Vig P J, Desaiah D, Mehrotra B D
Department of Neurology, University of Mississippi School of Medicine, Jackson 39216.
J Appl Toxicol. 1990 Feb;10(1):55-7. doi: 10.1002/jat.2550100110.
The effects of organochlorine (O.C.) compounds, such as aldrin, dieldrin, endrin, isodrin, chlordecone and mirex, on calmodulin (CaM) activity were investigated. Changes induced by O.C. compounds on biological and physical properties of CaM were monitored in terms of phosphodiesterase stimulation and tyrosine fluorescence, respectively. None of the O.C. compounds altered tyrosine fluorescence of CaM in the presence of Ca2+. Except for chlordecone, none of the O.C. compounds inhibited CaM-activated phosphodiesterase (PDE). Chlordecone significantly decreased (P less than 0.05) CaM-activated PDE in a concentration-dependent manner without affecting the basal enzyme. Combination of chlordecone with W-7 (CaM antagonist) increased the inhibitory effect of W-7 on CaM activity. These results suggest that O.C. compounds may not be changing the tyrosine fluorescence of CaM. Among the O.C. compounds tested, chlordecone is a specific inhibitor of CaM-activated PDE.

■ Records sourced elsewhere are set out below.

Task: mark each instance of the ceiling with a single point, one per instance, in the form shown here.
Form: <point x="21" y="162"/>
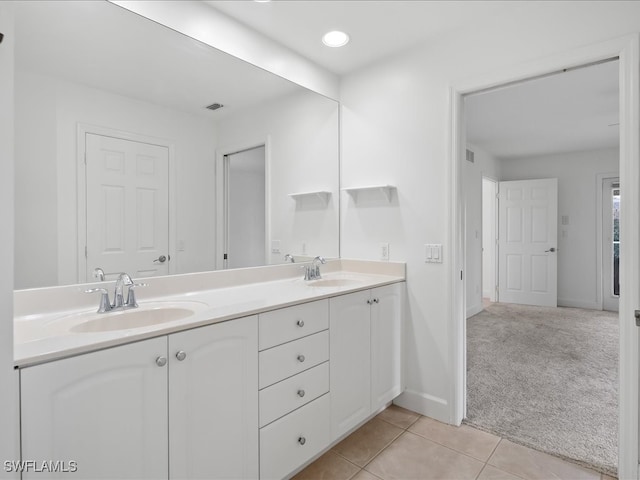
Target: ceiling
<point x="570" y="111"/>
<point x="104" y="46"/>
<point x="561" y="113"/>
<point x="377" y="28"/>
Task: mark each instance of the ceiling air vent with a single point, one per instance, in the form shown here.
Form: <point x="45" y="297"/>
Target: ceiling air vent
<point x="470" y="156"/>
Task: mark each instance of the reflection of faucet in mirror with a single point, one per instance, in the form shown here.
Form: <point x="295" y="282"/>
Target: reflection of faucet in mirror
<point x="124" y="280"/>
<point x="312" y="271"/>
<point x="98" y="274"/>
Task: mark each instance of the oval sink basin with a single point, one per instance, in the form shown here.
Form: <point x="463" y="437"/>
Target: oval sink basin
<point x="333" y="282"/>
<point x="127" y="319"/>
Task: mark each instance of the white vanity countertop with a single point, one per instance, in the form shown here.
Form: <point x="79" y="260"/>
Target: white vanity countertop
<point x="44" y="334"/>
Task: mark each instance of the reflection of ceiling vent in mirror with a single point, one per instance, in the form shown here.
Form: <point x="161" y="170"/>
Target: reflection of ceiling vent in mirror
<point x="470" y="156"/>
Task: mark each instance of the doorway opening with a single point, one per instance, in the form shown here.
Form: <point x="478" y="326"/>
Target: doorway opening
<point x="546" y="142"/>
<point x="245" y="214"/>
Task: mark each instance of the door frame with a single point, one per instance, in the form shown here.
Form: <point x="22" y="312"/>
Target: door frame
<point x="600" y="258"/>
<point x="627" y="49"/>
<point x="81" y="187"/>
<point x="221" y="191"/>
<point x="492" y="262"/>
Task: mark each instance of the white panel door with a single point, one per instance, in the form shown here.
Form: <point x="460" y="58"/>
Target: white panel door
<point x="213" y="401"/>
<point x="528" y="242"/>
<point x="127" y="201"/>
<point x="106" y="411"/>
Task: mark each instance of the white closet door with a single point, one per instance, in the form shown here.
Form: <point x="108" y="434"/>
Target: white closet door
<point x="528" y="242"/>
<point x="127" y="206"/>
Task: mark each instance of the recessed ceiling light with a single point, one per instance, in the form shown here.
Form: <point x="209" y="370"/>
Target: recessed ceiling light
<point x="335" y="39"/>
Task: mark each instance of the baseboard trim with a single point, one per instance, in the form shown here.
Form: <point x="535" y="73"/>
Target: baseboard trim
<point x="425" y="404"/>
<point x="471" y="311"/>
<point x="566" y="302"/>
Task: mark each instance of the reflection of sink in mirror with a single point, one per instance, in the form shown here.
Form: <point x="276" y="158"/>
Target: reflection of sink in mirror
<point x="334" y="282"/>
<point x="127" y="319"/>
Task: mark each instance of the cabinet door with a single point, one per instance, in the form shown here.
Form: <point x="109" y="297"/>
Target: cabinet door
<point x="386" y="344"/>
<point x="350" y="361"/>
<point x="106" y="411"/>
<point x="213" y="398"/>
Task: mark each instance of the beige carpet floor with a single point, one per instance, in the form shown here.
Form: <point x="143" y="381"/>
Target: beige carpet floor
<point x="546" y="378"/>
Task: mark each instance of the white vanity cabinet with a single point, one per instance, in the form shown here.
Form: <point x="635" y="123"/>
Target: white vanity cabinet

研究了有机氯(O.C.)化合物,如艾氏剂、狄氏剂、异狄氏剂、氯丹、十氯酮和灭蚁灵,对钙调蛋白(CaM)活性的影响。分别根据磷酸二酯酶刺激和酪氨酸荧光监测了O.C.化合物对CaM生物学和物理性质的诱导变化。在Ca2+存在的情况下,没有一种O.C.化合物改变CaM的酪氨酸荧光。除十氯酮外,没有一种O.C.化合物抑制CaM激活的磷酸二酯酶(PDE)。十氯酮以浓度依赖性方式显著降低(P小于0.05)CaM激活的PDE,而不影响基础酶。十氯酮与W-7(CaM拮抗剂)联合使用增加了W-7对CaM活性的抑制作用。这些结果表明,O.C.化合物可能不会改变CaM的酪氨酸荧光。在所测试的O.C.化合物中,十氯酮是CaM激活的PDE的特异性抑制剂。